Earn futures points and claim airdrop rewards
Power Flexibility Paradigm Shift: From Macro Assets to Distributed Intelligence Layer
Written by: Benji Siem @IOSG
Introduction
This research begins with a simple observation: the power system is being asked to perform a task it was never designed for.
As renewable energy penetration accelerates, electrification advances across sectors, and AI-driven data centers demand surges, the traditional model of “building more generation and transmission capacity to meet peak loads” is breaking down. Infrastructure development cycles are too long, grid connection queues are backloged, and capital intensity remains high.
Against this backdrop, flexibility—i.e., the ability to dynamically adjust supply and demand in real time—has risen from an auxiliary function to a core pillar of grid reliability. Previously relying mainly on large industrial loads and peaking power plants, flexibility provision is evolving into a complex, multi-layered market where distributed energy resources (DER), software platforms, and aggregators coordinate millions of assets to maintain system balance.
We are at a structural inflection point. The winners of this transformation will not be players controlling generation assets, but those building the connectivity and orchestration layers that enable large-scale flexibility deployment. Emerging crypto-native coordination models and token-based incentive mechanisms could further accelerate this shift by enabling decentralized participation, transparent settlement, and global liquidity for flexibility services.
As this paper will explore in depth, flexibility is no longer just a technical capability; it is becoming an emerging economic infrastructure—creating new value pools through revenue stacking across capacity markets, ancillary services, demand response, and local markets, reshaping how energy is traded, managed, and monetized.
Key Arguments
The electricity flexibility market is at a tipping point. Rising renewable penetration, increasing data center demand, and regulatory pushes are creating structural supply-demand imbalances for flexibility services.
The demand for power to fuel AI and application development is rapidly surpassing grid supply capacity, driven mainly by:
Global data center electricity consumption is projected to double by 2030 to about 945 TWh, slightly above Japan’s current total electricity use. AI is the primary driver of this growth, alongside rising demand for other digital services. Notably, a lack of flexibility could become a bottleneck for AI expansion.
The power market urgently needs operational efficiency and flexibility to mitigate risks.

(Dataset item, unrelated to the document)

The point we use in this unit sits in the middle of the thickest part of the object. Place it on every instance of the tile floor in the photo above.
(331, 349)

Infrastructure lagging behind, the demand for flexibility services and their necessity are significantly increasing.
Many regions’ grids are under immense pressure: it’s estimated that, unless capacity risks are addressed, about 20% of planned data center projects could face delays.

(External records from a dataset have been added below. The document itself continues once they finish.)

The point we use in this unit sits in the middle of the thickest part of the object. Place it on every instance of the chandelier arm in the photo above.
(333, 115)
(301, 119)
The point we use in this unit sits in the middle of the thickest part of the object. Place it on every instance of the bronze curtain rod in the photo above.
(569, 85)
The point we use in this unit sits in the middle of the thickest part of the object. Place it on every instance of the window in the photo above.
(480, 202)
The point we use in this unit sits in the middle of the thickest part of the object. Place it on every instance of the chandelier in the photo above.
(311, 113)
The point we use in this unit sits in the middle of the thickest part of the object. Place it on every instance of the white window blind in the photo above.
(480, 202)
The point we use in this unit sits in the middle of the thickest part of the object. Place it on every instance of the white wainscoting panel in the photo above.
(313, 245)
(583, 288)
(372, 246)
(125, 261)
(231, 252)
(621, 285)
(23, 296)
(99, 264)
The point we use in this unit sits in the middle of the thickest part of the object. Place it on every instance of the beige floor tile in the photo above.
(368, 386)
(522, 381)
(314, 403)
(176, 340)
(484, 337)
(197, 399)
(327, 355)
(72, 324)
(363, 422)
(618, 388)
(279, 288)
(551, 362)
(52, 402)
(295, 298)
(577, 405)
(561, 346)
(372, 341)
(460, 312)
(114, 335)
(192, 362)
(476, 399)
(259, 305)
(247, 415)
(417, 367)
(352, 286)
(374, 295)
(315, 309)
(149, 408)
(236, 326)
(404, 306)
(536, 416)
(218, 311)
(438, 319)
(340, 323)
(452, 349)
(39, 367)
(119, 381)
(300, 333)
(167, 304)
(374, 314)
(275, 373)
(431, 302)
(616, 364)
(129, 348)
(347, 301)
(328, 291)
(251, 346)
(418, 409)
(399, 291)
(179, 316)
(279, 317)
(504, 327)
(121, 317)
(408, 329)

In the US, grid operators struggle with interconnection congestion, with approximately 10,300 projects queued, totaling 2,300 GW—twice the current total installed generation capacity.
The middle layer of aggregating and connecting infrastructure will become the biggest winner. It acts as a crucial bridge between the supply side (users with idle capacity) and the demand side (strained grid operators).
Platforms that focus on software, aggregating and optimizing DERs, are expected to grow from about $98.2 billion in 2025 to approximately $293.6 billion by 2034 (CAGR of 12.94%), capturing an outsized share of value.
Flexibility Market Overview
What is flexibility in energy markets?
In power systems, flexibility = the ability to rapidly adjust generation and/or demand in response to signals (electric prices, grid congestion, frequency, etc.) to maintain supply-demand balance and prevent outages.
Historically, flexibility came almost entirely from flexible generators (gas peaking plants, hydro). As renewable energy and electrification scale up, system operators now also procure flexibility from:
Demand Response: load reductions or shifting
Storage: batteries, electric vehicles, thermal storage
Distributed Generation: rooftop PV, small CHP units
The “flexibility market” encompasses the markets and contracts where this flexibility is bought and sold, including wholesale markets, balancing/ancillary services, capacity markets, and local distribution system operator (DSO) platforms. Aggregators act as intermediaries, providing platforms that enable grid operators to procure flexibility from end-users, forming a key infrastructure layer (see “Flexibility Trading and Pricing” chapter). Settlement is handled by transmission system operators (TSOs), who pay aggregators, who deduct commissions before paying customers.
Flexibility delivery methods:
Implicit Flexibility: achieved automatically via static price signals, e.g., time-of-use pricing. For example, smart EV chargers delay charging to low-price night periods, driven by price signals.
Explicit Flexibility: involves active responses to specific requests from grid operators. These behaviors are consciously executed and directly compensated through market platforms.
Detailed Example
Step 1: Customer Registration
An aggregator (e.g., CPower) signs a manufacturing company, installs monitoring devices (smart meters, controllers), and connects to its building management system. The customer agrees to reduce 2 MW of load when called upon.
Step 2: Registration with Grid Operator
The aggregator registers this 2 MW (along with thousands of other sites) as a “demand response resource” with the ISO. The aggregator must demonstrate the resource’s deliverability, including baseline calculation, metering protocols, and sometimes testing dispatch.
Step 3: Market Participation
The aggregator bids capacity into various markets:
Capacity Market (annual/multi-year): “I commit to maintaining 500 MW available during summer peak”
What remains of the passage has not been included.